The world has a problem, folks.   In just three more days, the most powerful nation in the world will have a president whose words cannot be considered reliable.   Now, I don't mean that all of the U.S. presidents have always strictly told the truth.   Sometimes, it seems, the delicate and sensitive nature of geo-politics necessitates fudging the truth a bit.   But that's a strategic matter;  it's done intentionally, and there are good reasons for it.

I'm talking about something different.   Columnist Leonard Pitts put his finger on it in a recent essay about what Donald Trump's chief "explainer," Kellyanne Conway, said.   In a CNN appearance, asked about a recent twitter dispute in which Trump said he didn't say what there is ample video footage of him saying, Conway said:
"Why don't you believe him? . . .  Why is everything taken at face value? . . . You can't give him the benefit of the doubt on this, and he's telling you what was in his heart?   You always want to go by what's come out of his mouth rather than look at what's in his heart."
All right.   Let's stipulate that Kellyanne Conway has a very tough job:   trying to clean up after Donald Trump's tweets and, generally, trying to convince people that he doesn't really mean what he says -- despite the fact that he often then comes back and says that, yes, what he said was in fact what he meant.
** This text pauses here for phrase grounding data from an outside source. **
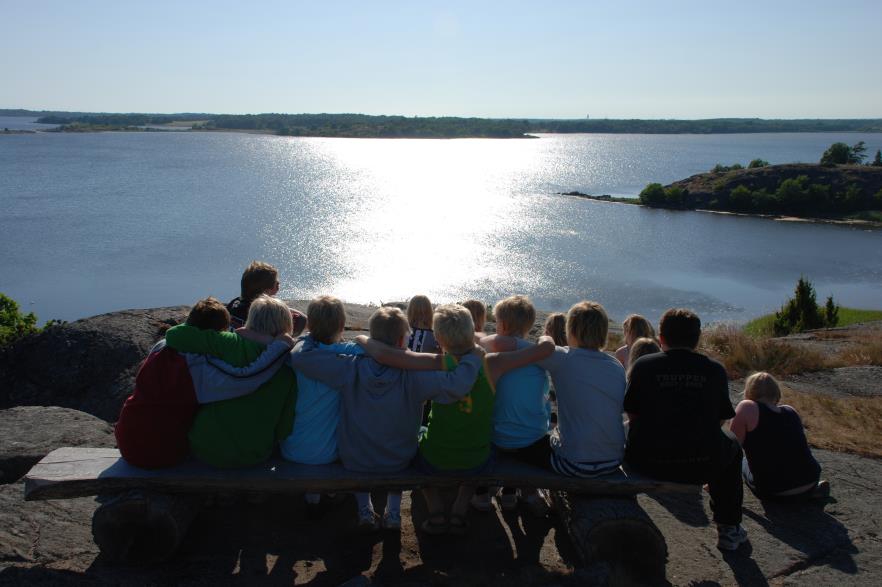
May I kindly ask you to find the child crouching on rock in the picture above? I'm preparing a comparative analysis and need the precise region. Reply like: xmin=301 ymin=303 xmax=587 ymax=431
xmin=730 ymin=372 xmax=829 ymax=500
xmin=115 ymin=297 xmax=294 ymax=469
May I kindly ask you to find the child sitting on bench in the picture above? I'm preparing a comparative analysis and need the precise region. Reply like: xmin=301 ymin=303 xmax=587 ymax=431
xmin=286 ymin=305 xmax=484 ymax=531
xmin=115 ymin=297 xmax=293 ymax=469
xmin=357 ymin=304 xmax=554 ymax=535
xmin=164 ymin=295 xmax=300 ymax=468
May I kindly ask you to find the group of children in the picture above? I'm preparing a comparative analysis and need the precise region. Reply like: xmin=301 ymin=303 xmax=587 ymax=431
xmin=114 ymin=260 xmax=828 ymax=549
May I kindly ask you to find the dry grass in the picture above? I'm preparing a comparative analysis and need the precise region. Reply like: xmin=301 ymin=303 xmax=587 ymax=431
xmin=699 ymin=324 xmax=830 ymax=379
xmin=781 ymin=384 xmax=882 ymax=458
xmin=835 ymin=334 xmax=882 ymax=367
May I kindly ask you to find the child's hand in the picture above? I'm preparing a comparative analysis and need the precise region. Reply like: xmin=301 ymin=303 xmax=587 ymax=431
xmin=470 ymin=345 xmax=486 ymax=358
xmin=353 ymin=335 xmax=370 ymax=347
xmin=274 ymin=333 xmax=296 ymax=348
xmin=290 ymin=310 xmax=307 ymax=336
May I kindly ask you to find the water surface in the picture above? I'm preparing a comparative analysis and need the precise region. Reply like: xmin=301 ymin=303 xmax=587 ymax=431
xmin=1 ymin=130 xmax=880 ymax=323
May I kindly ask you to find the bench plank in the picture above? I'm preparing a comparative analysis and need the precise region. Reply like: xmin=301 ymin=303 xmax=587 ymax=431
xmin=25 ymin=447 xmax=698 ymax=500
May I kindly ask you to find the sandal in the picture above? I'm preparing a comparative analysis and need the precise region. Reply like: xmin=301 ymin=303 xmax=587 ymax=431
xmin=420 ymin=512 xmax=448 ymax=535
xmin=447 ymin=513 xmax=470 ymax=536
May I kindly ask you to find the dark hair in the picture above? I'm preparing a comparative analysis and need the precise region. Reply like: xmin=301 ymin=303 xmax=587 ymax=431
xmin=240 ymin=261 xmax=278 ymax=302
xmin=187 ymin=297 xmax=231 ymax=331
xmin=659 ymin=308 xmax=701 ymax=349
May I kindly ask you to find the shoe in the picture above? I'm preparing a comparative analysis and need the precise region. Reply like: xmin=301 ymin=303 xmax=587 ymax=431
xmin=810 ymin=479 xmax=831 ymax=499
xmin=420 ymin=513 xmax=448 ymax=535
xmin=499 ymin=492 xmax=518 ymax=511
xmin=716 ymin=524 xmax=748 ymax=551
xmin=521 ymin=489 xmax=550 ymax=517
xmin=470 ymin=492 xmax=493 ymax=512
xmin=357 ymin=506 xmax=379 ymax=532
xmin=448 ymin=513 xmax=469 ymax=536
xmin=383 ymin=510 xmax=401 ymax=530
This is not the Bush-type inarticulateness;  these are not just misunderstandings or, to use a Bush-ism, "misunderestimating" him.    These are clear, black-white reversals.   He mocks a disabled reporter on video;   then insists that he did not do it.    Clear-cut denials that he did what he did, said what he said -- despite forensic-level evidence that he did or said the very thing he's denying.  Pitts expounds on the implications:
"So it's funny, but frankly also chilling, to see Conway scurrying around at this late date, . . . asking America . . .  Don't go by what comes out of his mouth? . . . Seriously?
"She does know this man is about to be president, right?  She realizes, doesn't she, that a president's words can incite revolution?   That they can move the stock market?  That they can get people killed? 
"Yet this woman thinks the problem with Trump's diarrheal mouth is the fact that we listen to it.  In other words, pay no attention to that man behind the curtain.   Is that to be the message our ambassadors give our foreign friends -- and foes -- for the next four years?"
That's not going to work, folks.    But don't blame Conway.   She's just trying desperately to do the impossible job she's hired to do.
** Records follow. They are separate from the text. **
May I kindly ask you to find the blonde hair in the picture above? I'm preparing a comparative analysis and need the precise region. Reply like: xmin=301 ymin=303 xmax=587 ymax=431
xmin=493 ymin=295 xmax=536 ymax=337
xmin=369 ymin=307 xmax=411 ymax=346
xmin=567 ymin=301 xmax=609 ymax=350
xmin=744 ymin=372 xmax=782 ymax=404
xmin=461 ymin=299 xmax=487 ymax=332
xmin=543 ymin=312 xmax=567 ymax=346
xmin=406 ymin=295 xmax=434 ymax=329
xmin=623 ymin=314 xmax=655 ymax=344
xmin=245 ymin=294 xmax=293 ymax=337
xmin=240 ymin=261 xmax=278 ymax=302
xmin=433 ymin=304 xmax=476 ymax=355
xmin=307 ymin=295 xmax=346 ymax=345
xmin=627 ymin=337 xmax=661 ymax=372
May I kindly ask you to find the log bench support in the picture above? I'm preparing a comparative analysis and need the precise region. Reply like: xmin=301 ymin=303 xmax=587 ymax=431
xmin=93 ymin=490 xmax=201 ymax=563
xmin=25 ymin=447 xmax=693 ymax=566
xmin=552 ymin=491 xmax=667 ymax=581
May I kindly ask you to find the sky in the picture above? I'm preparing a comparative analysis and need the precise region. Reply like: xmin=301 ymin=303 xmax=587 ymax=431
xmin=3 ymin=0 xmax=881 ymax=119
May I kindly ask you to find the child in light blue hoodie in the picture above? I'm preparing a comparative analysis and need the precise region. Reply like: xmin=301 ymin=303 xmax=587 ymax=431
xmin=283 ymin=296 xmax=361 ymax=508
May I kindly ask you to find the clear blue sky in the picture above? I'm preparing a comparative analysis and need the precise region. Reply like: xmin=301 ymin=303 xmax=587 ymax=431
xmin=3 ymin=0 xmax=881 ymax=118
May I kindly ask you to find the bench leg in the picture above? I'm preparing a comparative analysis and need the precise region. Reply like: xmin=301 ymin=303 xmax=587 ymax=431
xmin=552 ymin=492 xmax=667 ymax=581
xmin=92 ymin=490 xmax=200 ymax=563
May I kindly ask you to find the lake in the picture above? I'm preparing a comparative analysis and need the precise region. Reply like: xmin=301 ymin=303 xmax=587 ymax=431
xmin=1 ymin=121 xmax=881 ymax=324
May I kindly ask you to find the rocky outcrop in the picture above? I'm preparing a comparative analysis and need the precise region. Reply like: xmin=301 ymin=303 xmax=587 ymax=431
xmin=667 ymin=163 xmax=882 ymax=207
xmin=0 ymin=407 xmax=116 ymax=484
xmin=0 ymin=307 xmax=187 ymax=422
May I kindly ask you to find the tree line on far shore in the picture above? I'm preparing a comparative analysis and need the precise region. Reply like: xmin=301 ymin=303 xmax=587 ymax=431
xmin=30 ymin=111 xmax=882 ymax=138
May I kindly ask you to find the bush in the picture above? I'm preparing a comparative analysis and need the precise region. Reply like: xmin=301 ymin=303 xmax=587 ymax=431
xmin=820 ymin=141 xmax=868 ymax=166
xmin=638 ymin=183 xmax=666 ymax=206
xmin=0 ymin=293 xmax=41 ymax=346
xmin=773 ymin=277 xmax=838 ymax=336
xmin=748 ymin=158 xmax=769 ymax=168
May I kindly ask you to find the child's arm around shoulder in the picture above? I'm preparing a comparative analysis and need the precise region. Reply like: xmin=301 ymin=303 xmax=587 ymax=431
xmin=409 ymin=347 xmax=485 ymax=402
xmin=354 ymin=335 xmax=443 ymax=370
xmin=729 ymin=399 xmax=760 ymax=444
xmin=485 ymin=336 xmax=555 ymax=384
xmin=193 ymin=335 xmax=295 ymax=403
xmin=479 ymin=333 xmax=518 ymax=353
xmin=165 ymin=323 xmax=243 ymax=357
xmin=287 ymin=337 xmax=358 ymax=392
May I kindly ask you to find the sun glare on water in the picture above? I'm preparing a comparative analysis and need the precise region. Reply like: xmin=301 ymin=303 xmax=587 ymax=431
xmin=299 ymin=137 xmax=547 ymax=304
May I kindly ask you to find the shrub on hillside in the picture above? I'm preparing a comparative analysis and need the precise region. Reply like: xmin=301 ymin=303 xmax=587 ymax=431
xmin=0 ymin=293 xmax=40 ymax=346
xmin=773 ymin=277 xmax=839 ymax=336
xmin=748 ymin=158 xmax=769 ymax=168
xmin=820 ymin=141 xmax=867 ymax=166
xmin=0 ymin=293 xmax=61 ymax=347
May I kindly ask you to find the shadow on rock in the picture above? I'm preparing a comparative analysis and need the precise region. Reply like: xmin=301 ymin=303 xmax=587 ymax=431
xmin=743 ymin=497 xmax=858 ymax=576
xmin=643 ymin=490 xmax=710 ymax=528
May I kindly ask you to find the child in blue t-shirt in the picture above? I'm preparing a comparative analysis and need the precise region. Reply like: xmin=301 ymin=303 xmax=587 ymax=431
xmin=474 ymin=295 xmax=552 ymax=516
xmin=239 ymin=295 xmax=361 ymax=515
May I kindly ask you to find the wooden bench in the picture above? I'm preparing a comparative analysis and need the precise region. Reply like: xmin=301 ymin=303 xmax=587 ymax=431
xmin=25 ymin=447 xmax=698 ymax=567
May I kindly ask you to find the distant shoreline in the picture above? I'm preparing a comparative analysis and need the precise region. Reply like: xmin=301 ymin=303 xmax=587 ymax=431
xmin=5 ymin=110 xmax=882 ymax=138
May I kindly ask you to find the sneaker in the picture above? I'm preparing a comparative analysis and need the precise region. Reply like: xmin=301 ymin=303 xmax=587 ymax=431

The problem here is that too many of the American people did believe what came out of his mouth, and they liked what they heard -- in part because he expressed what was in their hearts.
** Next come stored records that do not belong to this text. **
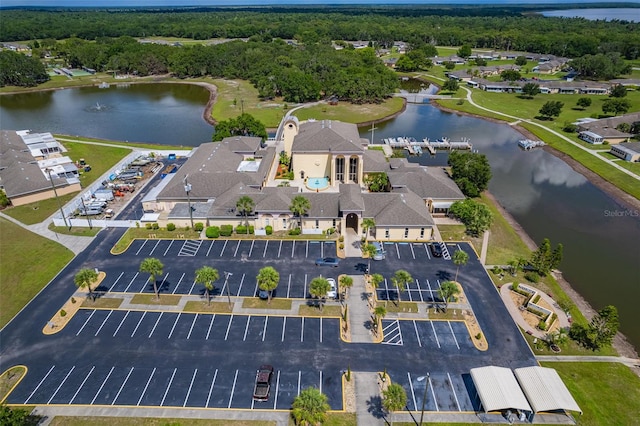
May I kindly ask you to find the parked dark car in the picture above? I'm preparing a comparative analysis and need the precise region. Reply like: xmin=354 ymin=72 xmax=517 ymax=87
xmin=430 ymin=243 xmax=443 ymax=257
xmin=258 ymin=289 xmax=269 ymax=300
xmin=253 ymin=365 xmax=274 ymax=401
xmin=315 ymin=257 xmax=340 ymax=267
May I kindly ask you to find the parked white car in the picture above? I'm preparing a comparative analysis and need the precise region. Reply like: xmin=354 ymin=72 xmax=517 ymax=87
xmin=326 ymin=278 xmax=337 ymax=299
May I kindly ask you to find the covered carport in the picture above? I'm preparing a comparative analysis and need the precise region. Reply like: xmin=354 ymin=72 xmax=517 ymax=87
xmin=514 ymin=366 xmax=582 ymax=419
xmin=470 ymin=366 xmax=532 ymax=421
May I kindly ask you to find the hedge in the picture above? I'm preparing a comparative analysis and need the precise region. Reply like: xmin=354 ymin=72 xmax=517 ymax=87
xmin=235 ymin=225 xmax=255 ymax=234
xmin=220 ymin=225 xmax=233 ymax=237
xmin=288 ymin=228 xmax=301 ymax=236
xmin=265 ymin=225 xmax=273 ymax=235
xmin=166 ymin=223 xmax=176 ymax=231
xmin=194 ymin=222 xmax=204 ymax=232
xmin=206 ymin=226 xmax=220 ymax=238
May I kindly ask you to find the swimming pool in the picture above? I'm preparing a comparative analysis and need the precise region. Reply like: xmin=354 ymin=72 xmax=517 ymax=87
xmin=306 ymin=177 xmax=329 ymax=191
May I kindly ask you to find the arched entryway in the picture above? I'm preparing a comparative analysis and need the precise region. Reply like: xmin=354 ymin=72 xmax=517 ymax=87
xmin=346 ymin=213 xmax=358 ymax=233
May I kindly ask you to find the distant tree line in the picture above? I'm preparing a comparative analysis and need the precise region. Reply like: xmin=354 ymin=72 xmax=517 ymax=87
xmin=0 ymin=50 xmax=49 ymax=87
xmin=2 ymin=7 xmax=639 ymax=59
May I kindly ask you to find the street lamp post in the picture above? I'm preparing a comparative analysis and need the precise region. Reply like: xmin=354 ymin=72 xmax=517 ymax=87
xmin=80 ymin=197 xmax=93 ymax=230
xmin=223 ymin=271 xmax=233 ymax=309
xmin=419 ymin=372 xmax=430 ymax=425
xmin=45 ymin=168 xmax=70 ymax=230
xmin=183 ymin=174 xmax=194 ymax=230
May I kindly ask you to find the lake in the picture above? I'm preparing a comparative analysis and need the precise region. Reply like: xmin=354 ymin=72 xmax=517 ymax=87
xmin=540 ymin=8 xmax=640 ymax=22
xmin=1 ymin=83 xmax=639 ymax=351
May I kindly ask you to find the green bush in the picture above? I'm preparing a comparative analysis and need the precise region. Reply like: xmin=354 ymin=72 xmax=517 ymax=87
xmin=538 ymin=320 xmax=547 ymax=331
xmin=60 ymin=309 xmax=67 ymax=317
xmin=562 ymin=122 xmax=577 ymax=133
xmin=235 ymin=225 xmax=255 ymax=234
xmin=339 ymin=243 xmax=344 ymax=250
xmin=339 ymin=235 xmax=344 ymax=242
xmin=194 ymin=222 xmax=204 ymax=232
xmin=166 ymin=223 xmax=176 ymax=231
xmin=288 ymin=228 xmax=301 ymax=236
xmin=220 ymin=225 xmax=233 ymax=236
xmin=145 ymin=223 xmax=152 ymax=229
xmin=325 ymin=227 xmax=335 ymax=235
xmin=524 ymin=271 xmax=540 ymax=283
xmin=492 ymin=266 xmax=503 ymax=275
xmin=205 ymin=226 xmax=220 ymax=238
xmin=475 ymin=332 xmax=483 ymax=340
xmin=151 ymin=223 xmax=159 ymax=230
xmin=265 ymin=225 xmax=273 ymax=235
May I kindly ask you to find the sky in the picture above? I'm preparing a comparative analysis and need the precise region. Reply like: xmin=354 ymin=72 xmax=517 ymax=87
xmin=2 ymin=0 xmax=639 ymax=7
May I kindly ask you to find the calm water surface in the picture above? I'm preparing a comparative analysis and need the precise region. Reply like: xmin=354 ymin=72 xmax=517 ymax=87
xmin=541 ymin=8 xmax=640 ymax=22
xmin=1 ymin=84 xmax=639 ymax=350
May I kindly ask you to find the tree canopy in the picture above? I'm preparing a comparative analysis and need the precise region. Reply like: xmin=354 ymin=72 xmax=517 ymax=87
xmin=213 ymin=113 xmax=268 ymax=142
xmin=448 ymin=151 xmax=492 ymax=197
xmin=449 ymin=198 xmax=493 ymax=237
xmin=0 ymin=50 xmax=49 ymax=87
But that was a very dark, angry, paranoid, conspiracy-driven, vicious, and sometimes violent message -- along with strong-man promises to change all of that, make things work, Make America Great Again.    Even then, Clinton got almost 3 million more votes than he did;  and, but for the vagaries of the Electoral College, she would be the one getting sworn into office on Friday.

So, perhaps Kellyanne Conway isn't talking just about what Trump said in his latest twitter rant -- but about all those promises he made at his campaign rallies -- yes, those that got him elected.   What's going to happen when his rally buds realize he lied to them?   That he can't -- just by saying he will -- change all that?  What's going to happen when the leaders of our allies confront him about the things he has said about NATO, about trade, about the Paris climate agreement?

Who ya gonna' believe?   What if you can't believe the President of the United States?   If that turns out to be true, then he's not likely, for very long, to be considered the leader of the free world.   Nor will the U.S. continue to be the leader of the world . . . free or not.